Riding high in the polls five months ago when he succeeded Tony Blair, Brown's popularity has slid in the past two months as his government has stumbled from one debacle to another.

The latest affair threatens to eclipse those that have gone before and, although analysts do not predict anything so dramatic as the fall of the government, it could have repercussions for Brown's long-term electoral prospects.

"The wider issue is whether this is turning into Labour's equivalent of 'Black Wednesday' -- a series of events that change the way that voters think about the government," said pollster and political analyst Peter Kellner, referring to a day in 1992 that scuppered the then Conservative government.

"I think the electorate is yet to decide."

Dubbed "Donorgate" by the media, the scandal revolves around more than 650,000 pounds of donations made to Brown's Labour Party by a property developer who gave the money via intermediaries to avoid being identified.
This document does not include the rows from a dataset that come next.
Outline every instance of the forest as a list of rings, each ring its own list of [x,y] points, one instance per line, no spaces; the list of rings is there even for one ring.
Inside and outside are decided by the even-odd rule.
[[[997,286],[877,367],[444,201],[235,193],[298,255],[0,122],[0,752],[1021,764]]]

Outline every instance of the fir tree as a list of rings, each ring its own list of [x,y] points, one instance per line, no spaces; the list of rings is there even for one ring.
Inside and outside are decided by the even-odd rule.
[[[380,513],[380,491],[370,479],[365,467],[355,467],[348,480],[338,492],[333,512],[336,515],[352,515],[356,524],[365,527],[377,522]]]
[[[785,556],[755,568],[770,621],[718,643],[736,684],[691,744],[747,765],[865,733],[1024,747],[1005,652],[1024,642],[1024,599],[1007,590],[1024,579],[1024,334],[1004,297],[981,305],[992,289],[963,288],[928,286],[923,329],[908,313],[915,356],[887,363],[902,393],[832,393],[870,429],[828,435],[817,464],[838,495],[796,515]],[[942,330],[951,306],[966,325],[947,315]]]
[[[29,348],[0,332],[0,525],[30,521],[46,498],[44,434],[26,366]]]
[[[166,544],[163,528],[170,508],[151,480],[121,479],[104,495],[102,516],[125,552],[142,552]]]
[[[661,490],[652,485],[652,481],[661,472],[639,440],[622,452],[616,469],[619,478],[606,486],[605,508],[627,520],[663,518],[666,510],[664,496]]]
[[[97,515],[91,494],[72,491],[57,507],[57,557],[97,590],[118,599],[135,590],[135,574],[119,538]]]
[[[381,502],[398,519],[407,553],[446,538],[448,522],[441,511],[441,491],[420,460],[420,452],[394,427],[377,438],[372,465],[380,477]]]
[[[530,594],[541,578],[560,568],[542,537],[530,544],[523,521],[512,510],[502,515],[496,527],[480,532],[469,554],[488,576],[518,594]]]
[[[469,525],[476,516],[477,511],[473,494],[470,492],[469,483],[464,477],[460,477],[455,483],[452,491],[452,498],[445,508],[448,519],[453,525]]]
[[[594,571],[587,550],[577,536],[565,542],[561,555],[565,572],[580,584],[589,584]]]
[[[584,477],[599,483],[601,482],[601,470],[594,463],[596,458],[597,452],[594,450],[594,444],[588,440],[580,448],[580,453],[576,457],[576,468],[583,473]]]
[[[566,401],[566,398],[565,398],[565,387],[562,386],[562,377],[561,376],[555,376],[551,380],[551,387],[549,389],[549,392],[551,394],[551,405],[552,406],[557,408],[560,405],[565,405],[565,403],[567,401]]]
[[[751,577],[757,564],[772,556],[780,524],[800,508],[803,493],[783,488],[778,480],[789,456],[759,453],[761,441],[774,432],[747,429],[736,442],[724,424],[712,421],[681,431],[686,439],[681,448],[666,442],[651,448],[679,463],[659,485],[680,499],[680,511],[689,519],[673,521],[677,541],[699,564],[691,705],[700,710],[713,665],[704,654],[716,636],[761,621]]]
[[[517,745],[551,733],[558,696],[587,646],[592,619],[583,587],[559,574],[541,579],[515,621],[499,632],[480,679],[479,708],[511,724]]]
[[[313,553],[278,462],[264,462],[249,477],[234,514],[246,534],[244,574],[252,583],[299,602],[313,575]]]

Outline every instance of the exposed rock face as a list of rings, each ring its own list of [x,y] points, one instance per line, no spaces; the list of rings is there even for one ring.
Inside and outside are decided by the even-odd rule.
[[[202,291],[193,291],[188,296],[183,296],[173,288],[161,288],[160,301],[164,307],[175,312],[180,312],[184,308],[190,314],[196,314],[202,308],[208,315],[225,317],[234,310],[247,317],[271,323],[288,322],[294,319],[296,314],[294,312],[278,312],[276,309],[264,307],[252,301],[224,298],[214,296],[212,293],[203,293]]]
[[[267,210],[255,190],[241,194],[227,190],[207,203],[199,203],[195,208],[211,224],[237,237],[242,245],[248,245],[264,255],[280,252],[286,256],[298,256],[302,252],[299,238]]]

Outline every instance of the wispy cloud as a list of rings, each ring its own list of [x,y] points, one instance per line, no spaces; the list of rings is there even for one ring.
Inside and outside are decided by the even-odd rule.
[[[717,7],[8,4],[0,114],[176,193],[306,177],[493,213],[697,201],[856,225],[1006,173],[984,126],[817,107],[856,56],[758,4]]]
There is no suggestion Brown, a former finance minister, is linked to the money. But senior members of his cabinet and inner circle are, and the police have been asked to investigate.

Brown, 56, came to office pledging to restore trust in politics after Blair was tarnished by a debacle over "cash for honours" -- the alleged granting of peerages and titles in exchange for donations.

A major stumble came last month when Brown ruled out an early election in what the opposition Conservatives called a retreat after Labour lost a double-digit lead in opinion polls.

And coming in the wake of two other controversies -- a run on a British bank for the first time in 140 years and the loss of computer discs containing private details of half the nation -- a "follow the money" affair was the last thing Brown needed.